Efficient Model Selection for Predictive Pattern Mining Model by Safe
Pattern Pruning
- URL: http://arxiv.org/abs/2306.13561v1
- Date: Fri, 23 Jun 2023 15:34:20 GMT
- Title: Efficient Model Selection for Predictive Pattern Mining Model by Safe
Pattern Pruning
- Authors: Takumi Yoshida, Hiroyuki Hanada, Kazuya Nakagawa, Kouichi Taji, Koji
Tsuda, Ichiro Takeuchi
- Abstract summary: We propose the Safe Pattern Pruning (SPP) method to address the explosion of pattern numbers in predictive pattern mining.
To demonstrate the effectiveness of the proposed method, we conduct numerical experiments on regression and classification problems involving sets, graphs, and sequences.
- Score: 14.892080531048956
- License: http://creativecommons.org/licenses/by/4.0/
- Abstract: Predictive pattern mining is an approach used to construct prediction models
when the input is represented by structured data, such as sets, graphs, and
sequences. The main idea behind predictive pattern mining is to build a
prediction model by considering substructures, such as subsets, subgraphs, and
subsequences (referred to as patterns), present in the structured data as
features of the model.

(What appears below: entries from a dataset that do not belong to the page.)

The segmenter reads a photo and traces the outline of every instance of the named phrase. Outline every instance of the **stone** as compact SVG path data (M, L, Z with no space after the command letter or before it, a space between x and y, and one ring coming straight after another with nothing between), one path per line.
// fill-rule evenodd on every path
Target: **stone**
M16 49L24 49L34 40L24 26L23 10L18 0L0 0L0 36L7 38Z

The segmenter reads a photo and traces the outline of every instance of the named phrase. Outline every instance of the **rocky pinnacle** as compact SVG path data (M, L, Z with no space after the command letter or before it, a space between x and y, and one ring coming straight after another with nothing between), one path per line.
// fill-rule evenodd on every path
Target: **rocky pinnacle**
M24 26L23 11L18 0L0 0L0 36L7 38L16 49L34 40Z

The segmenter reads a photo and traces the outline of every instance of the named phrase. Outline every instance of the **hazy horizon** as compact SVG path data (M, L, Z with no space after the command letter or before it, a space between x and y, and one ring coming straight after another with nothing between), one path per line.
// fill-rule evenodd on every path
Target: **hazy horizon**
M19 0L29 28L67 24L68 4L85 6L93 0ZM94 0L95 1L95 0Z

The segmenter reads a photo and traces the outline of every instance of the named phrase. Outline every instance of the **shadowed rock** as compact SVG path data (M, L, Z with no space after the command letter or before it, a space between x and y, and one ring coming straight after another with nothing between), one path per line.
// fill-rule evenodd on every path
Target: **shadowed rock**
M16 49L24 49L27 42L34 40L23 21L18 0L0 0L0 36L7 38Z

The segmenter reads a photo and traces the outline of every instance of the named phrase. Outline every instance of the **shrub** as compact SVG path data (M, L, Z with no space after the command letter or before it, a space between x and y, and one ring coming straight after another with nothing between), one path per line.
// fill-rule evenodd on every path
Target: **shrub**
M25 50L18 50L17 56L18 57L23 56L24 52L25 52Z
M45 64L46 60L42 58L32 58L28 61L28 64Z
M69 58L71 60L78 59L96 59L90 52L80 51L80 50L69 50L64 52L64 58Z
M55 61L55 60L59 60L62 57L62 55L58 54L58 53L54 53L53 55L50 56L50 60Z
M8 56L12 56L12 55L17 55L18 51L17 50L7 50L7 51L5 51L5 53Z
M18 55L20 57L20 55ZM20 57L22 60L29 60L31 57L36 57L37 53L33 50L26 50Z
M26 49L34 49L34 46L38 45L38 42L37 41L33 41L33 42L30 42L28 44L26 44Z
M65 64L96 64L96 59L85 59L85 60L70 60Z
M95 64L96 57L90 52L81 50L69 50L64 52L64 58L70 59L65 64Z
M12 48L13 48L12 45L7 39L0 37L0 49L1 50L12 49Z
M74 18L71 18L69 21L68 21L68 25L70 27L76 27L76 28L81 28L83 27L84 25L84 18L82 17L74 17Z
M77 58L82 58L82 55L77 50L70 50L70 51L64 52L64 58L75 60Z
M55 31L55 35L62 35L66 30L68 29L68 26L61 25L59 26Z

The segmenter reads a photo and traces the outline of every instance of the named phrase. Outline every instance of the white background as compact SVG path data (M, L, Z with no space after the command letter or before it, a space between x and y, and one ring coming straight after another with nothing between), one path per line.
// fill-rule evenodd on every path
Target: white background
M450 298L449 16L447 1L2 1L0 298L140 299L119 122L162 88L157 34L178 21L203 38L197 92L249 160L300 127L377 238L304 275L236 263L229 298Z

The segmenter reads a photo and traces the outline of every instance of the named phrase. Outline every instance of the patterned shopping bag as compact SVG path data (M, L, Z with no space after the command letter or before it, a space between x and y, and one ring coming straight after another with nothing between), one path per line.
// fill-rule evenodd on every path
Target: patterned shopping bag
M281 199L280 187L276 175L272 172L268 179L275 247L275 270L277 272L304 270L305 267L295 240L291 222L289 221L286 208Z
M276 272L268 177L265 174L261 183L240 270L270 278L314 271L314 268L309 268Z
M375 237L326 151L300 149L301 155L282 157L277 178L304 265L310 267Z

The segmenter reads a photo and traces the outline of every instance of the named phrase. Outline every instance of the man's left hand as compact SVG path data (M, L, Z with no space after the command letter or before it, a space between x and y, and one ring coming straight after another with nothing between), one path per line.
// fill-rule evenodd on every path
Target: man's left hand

The primary challenge in predictive pattern mining lies
in the exponential growth of the number of patterns with the complexity of the
structured data. In this study, we propose the Safe Pattern Pruning (SPP)
method to address the explosion of pattern numbers in predictive pattern
mining. We also discuss how it can be effectively employed throughout the
entire model building process in practical data analysis. To demonstrate the
effectiveness of the proposed method, we conduct numerical experiments on
regression and classification problems involving sets, graphs, and sequences.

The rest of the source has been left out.